I used to worry about the number of likes. I realized recently that I finally don’t care if I’m not in the in group, the group that is successful, the group that appeals to everyone, that rises to the top of the algorithm. What I care about is making musical worlds of all the music I get to perform, and that takes time and energy. 

My Google phone actually has its own built-in app for focus called Digital Wellbeing, which is kind of amazing. I had to look it up and activate it because it’s still in beta testing. Meaning, when inventing smartphones they didn’t know how insidious they’d become in our lives, how much money companies would make from capitalizing on people’s attention.

In college, I remember turning on SelfControl - another app to block your usage of specific websites for a designated period of time - on my laptop and writing papers. Then, in 2014 when I graduated I got a smartphone. I did not think intentionally about following my same habits of computer usage, but I had to after almost 6 years of feeling out of control. 

Think about that. You can use apps for cutting out distractions. You have to intentionally decide to focus to get to the point where you’re going to look up a way to cut out distractions, and then it will be there. A seek and ye shall find sort of situation. But what if you don’t know anyone who talks about focus? What if you are one of the many people who grow up surrounded by family members who check their phones at every notification?

I’m worried about humanity. I’m even worried about my cat, and he just watches us when we watch a movie. 

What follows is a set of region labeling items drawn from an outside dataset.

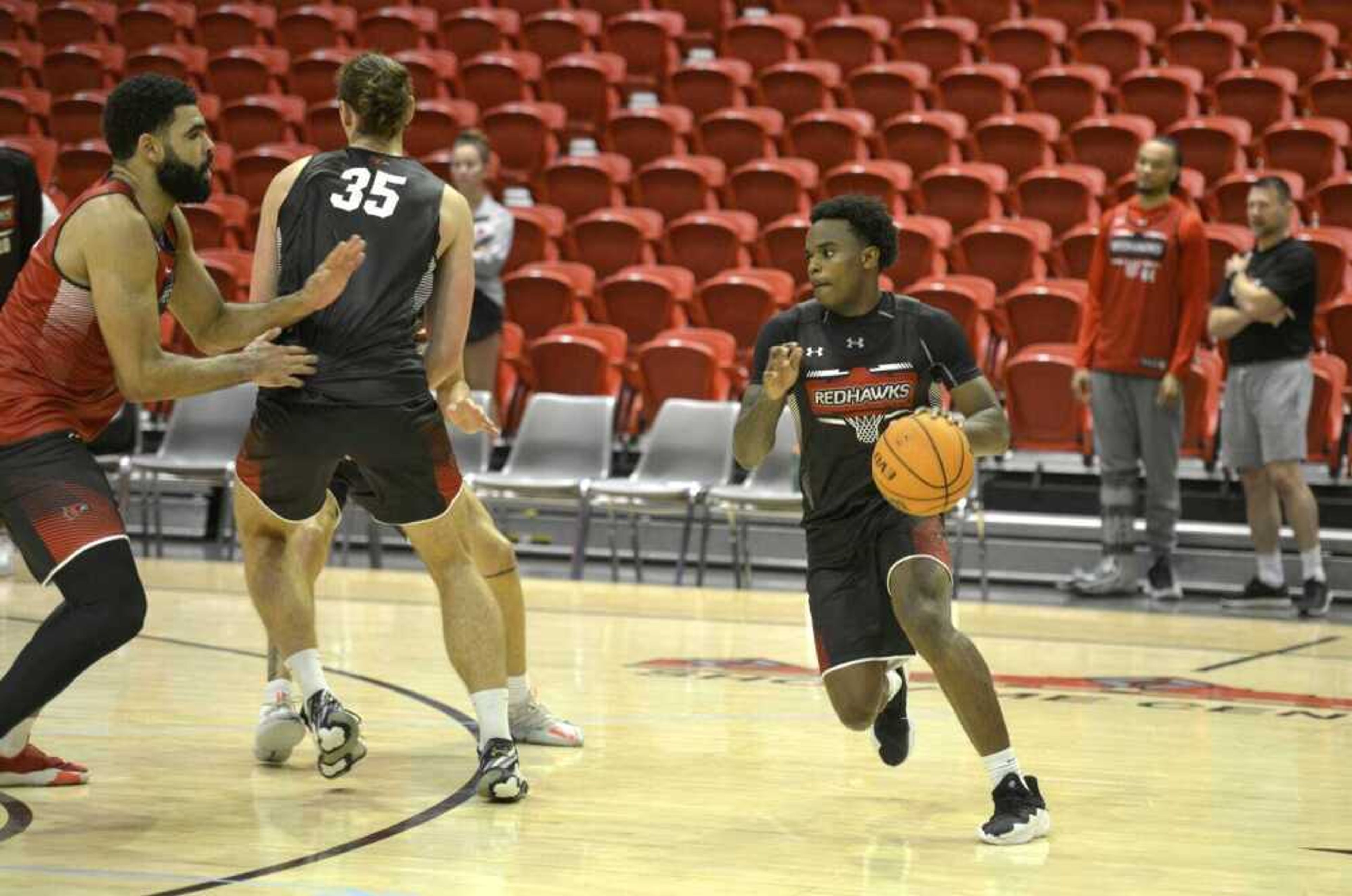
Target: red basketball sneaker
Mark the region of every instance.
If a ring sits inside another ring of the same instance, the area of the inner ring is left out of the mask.
[[[18,755],[0,757],[0,787],[68,787],[89,780],[89,769],[47,755],[31,743]]]

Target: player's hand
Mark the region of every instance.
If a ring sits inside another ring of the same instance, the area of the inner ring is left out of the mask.
[[[300,289],[306,307],[319,311],[335,303],[365,258],[366,241],[361,237],[349,237],[334,246]]]
[[[1183,384],[1172,373],[1165,373],[1155,389],[1155,403],[1160,407],[1174,404],[1183,396]]]
[[[498,435],[498,424],[492,422],[488,412],[475,404],[469,395],[469,384],[456,380],[448,387],[437,389],[437,404],[441,415],[456,424],[461,432],[491,432]]]
[[[291,389],[301,385],[300,377],[315,372],[319,358],[304,346],[279,346],[273,339],[281,330],[273,327],[239,353],[249,369],[249,380],[269,389]]]
[[[1071,395],[1084,404],[1090,403],[1090,372],[1084,368],[1076,368],[1071,374]]]
[[[786,342],[772,346],[769,362],[761,376],[761,389],[775,401],[779,401],[798,382],[798,366],[803,362],[803,346],[796,342]]]

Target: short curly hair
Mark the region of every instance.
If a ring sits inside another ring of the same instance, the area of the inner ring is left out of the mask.
[[[137,154],[142,134],[154,134],[173,122],[180,105],[196,105],[197,92],[164,74],[138,74],[108,95],[103,109],[103,139],[112,158],[124,162]]]
[[[813,223],[836,218],[865,246],[877,247],[877,269],[886,270],[896,261],[896,222],[887,207],[872,196],[836,196],[813,207]]]

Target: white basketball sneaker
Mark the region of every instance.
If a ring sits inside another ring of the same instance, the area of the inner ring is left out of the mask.
[[[306,738],[306,723],[296,712],[296,697],[291,681],[276,678],[268,682],[254,728],[254,758],[269,765],[281,765],[291,751]]]

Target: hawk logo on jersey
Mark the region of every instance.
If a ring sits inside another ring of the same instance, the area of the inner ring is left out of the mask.
[[[864,445],[877,441],[883,420],[915,408],[919,377],[910,365],[883,364],[849,370],[813,370],[806,384],[813,415],[849,426]]]

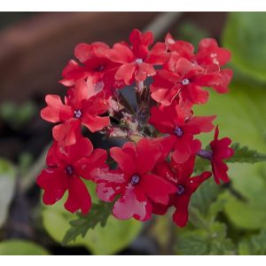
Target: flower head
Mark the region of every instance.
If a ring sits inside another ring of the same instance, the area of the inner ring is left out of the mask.
[[[117,43],[108,53],[111,61],[120,64],[115,73],[115,80],[123,81],[127,85],[137,82],[144,82],[147,76],[156,74],[155,65],[162,65],[168,59],[166,45],[156,43],[152,50],[149,46],[153,43],[152,32],[142,34],[138,29],[133,29],[129,41]]]
[[[143,138],[136,145],[127,143],[122,148],[111,148],[110,153],[118,168],[98,174],[99,199],[112,201],[119,196],[113,210],[118,219],[150,219],[152,202],[167,205],[168,195],[176,191],[171,183],[152,173],[161,156],[160,145]]]
[[[169,135],[165,138],[171,145],[172,156],[177,163],[184,163],[200,149],[200,141],[194,139],[194,135],[211,131],[215,118],[215,115],[192,116],[191,111],[173,104],[160,108],[153,107],[149,123],[160,132]]]
[[[220,184],[220,180],[229,182],[227,175],[228,166],[223,160],[228,159],[234,154],[234,150],[229,147],[231,140],[229,137],[218,139],[218,135],[219,128],[217,126],[215,128],[215,138],[210,143],[212,150],[211,163],[216,184]]]
[[[81,209],[82,214],[90,211],[91,199],[81,177],[93,180],[95,168],[106,168],[107,156],[104,150],[92,151],[90,141],[84,137],[67,147],[53,143],[47,154],[47,168],[37,177],[37,184],[44,190],[44,204],[54,204],[67,191],[66,209],[72,213]]]
[[[84,81],[76,82],[74,89],[68,90],[65,98],[65,105],[59,96],[47,95],[47,106],[41,112],[43,120],[57,123],[52,129],[56,141],[65,145],[74,145],[81,132],[81,125],[96,132],[109,125],[107,116],[99,116],[109,107],[103,92],[94,90],[93,84]]]
[[[195,156],[192,156],[185,163],[177,164],[174,160],[171,163],[163,162],[157,165],[154,172],[165,176],[176,184],[177,192],[170,196],[168,206],[153,204],[153,213],[163,215],[171,206],[176,211],[173,215],[173,221],[179,227],[184,227],[189,217],[189,203],[192,195],[197,191],[199,186],[211,176],[210,172],[203,172],[201,175],[191,177],[193,172]]]

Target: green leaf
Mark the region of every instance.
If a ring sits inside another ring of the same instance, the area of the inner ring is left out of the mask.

If you’re wondering, yes, this pertains to musical memories. I have a distinct memory of seeing someone in an orchestra rehearsal having their phone up on the stand and checking it regularly. I may have even seen Facebook scrolling happening. 

I felt a rise of anger, and decided in that moment that this wasn’t how music-making should be. 

It’s surprisingly difficult to keep digital consumption in check. Digital gluttony always felt wrong deep down, but it wasn’t ingrained in my code of morals until recently.

The desire to check things comes in waves, so it’s hard to feel the addictive nature of the habit. If you start first thing in the morning, like I did for years with my phone right near my bed, getting away from it is that much harder. Narrowing down notifications to only calls and texts and generally keeping my phone on silent seems to be working for me when I think about it regularly, since then I have to choose specifically when I check email and social media. It’s impossible to curb digital consumption if you are always an open book for someone else to fill up. 

Some of us learn analytically how to turn of the part of the brain that watches and constantly critiques. It's definitely been like that for me, reading books and articles, listening to podcasts, even taking a class on anxiety at Kaiser in Oakland. I've been socially anxious much of my life, and I have a bluntness to my speech that I've tempered (slightly) over the years. It’s very hard for me not to say something that I’m feeling emotions about. But when it comes to scrolling on Facebook, I can numb myself with the best of them. 

Here’s a quick tidbit from 2013 of the Town Quartet playing the end of Ginastera’s String Quartet No. 1 movement IV. Allegramente rustico. Jacob (our violist) always said, “play as fast as you dare.” That’s an apt sentiment for music and life. But play as slow as you dare is as well. Take the time you need to learn about your habits and to shift them to what feels good, in music and in life.